LinkedIn logoAfter long since avoiding the YASN / Web 2.0 service with the typical aplomb, I was actually convinced by one Ms. Belmont to break it on down and join up LinkedIn. I try not to be the type to take aim and fire potshots at another W2.0 site, but what a mistake it was joining, what a severe waste of time and an eye opener! However belated my joining may be, it took me only a couple of minutes to whip up that account and get in — where the problems immediately began. I had to validate the same email address three times to start exploring the site, which I found incredibly difficult due to their proprietary nomenclature for standard social network services, and the lack of useful navigational/utility links — this only to find out one can’t just add people in the network. No, you’re expected to have a predefined relationship (presumably by getting an invite), or have InMail. What’s InMail? I sure didn’t have any idea. Oh, it’s what they call sending a message to someone, and you have to upgrade your account to do it, $15 minimum a month. Yes, not “a year,” that’s “a month.” Did I mention the site had ads everywhere, but made no mention of the possibility of those going away if you paid for the service?

So, where’s the “social” part of this network if you’re not willing to pay up to $200 a month for service?
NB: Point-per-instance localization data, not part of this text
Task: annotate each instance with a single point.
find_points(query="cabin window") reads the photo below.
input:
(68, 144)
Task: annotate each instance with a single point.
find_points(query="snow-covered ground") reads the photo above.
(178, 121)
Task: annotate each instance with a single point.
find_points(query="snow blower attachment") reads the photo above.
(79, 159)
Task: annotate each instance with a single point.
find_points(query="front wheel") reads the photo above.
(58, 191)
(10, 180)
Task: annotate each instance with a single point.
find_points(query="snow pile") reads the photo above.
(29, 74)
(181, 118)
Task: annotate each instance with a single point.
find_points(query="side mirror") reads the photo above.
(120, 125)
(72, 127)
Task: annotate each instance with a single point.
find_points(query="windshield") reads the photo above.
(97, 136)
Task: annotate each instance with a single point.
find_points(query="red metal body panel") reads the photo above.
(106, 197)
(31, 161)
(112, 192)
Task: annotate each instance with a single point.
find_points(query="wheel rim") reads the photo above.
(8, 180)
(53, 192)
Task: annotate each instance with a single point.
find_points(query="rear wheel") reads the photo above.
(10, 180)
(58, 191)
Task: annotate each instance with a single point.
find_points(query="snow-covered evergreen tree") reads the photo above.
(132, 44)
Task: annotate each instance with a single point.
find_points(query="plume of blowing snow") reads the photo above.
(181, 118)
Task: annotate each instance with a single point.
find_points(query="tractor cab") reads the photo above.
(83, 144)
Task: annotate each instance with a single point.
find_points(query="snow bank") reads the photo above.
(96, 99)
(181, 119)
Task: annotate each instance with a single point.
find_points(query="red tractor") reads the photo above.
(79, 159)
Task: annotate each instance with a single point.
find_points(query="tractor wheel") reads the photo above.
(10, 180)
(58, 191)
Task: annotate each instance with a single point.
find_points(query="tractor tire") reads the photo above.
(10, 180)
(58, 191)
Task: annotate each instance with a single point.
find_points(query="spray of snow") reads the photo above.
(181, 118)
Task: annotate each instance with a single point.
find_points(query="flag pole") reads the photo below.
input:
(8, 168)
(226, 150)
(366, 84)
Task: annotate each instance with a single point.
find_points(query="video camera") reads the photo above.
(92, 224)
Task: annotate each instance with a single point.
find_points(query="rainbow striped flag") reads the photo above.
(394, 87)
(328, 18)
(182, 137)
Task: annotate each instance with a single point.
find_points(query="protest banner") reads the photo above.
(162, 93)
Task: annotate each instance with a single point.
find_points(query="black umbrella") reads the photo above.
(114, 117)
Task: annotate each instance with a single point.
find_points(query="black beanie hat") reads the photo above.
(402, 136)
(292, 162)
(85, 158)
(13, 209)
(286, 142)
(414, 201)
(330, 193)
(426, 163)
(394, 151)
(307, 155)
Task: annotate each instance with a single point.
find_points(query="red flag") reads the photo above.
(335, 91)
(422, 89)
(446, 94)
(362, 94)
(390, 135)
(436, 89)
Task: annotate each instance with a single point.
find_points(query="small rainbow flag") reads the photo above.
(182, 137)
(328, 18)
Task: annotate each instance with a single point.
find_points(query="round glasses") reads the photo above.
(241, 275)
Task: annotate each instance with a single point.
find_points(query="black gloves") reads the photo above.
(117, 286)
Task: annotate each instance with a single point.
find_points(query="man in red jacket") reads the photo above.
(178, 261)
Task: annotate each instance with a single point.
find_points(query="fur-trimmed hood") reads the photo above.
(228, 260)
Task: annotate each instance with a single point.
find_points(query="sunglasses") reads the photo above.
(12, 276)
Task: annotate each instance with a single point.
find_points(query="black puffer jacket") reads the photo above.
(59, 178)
I created an account, couldn’t add people on the network I knew, couldn’t even make contact with them, was advertised to, and further still asked to subscribe — and quit immediately. Social indeed. Why complain? I do have a point, believe it or not, besides whining about web services gone wrong, and it’s that I consider this a bit of anecdotal evidence that Web 2.0 — or whatever you want to call this next tech bubble we’re supposedly in right now — suffers from the same problems the web has always suffered from: good ideas followed only by poor execution and clueless concepts of how to monetize (and given an awful user interface to boot).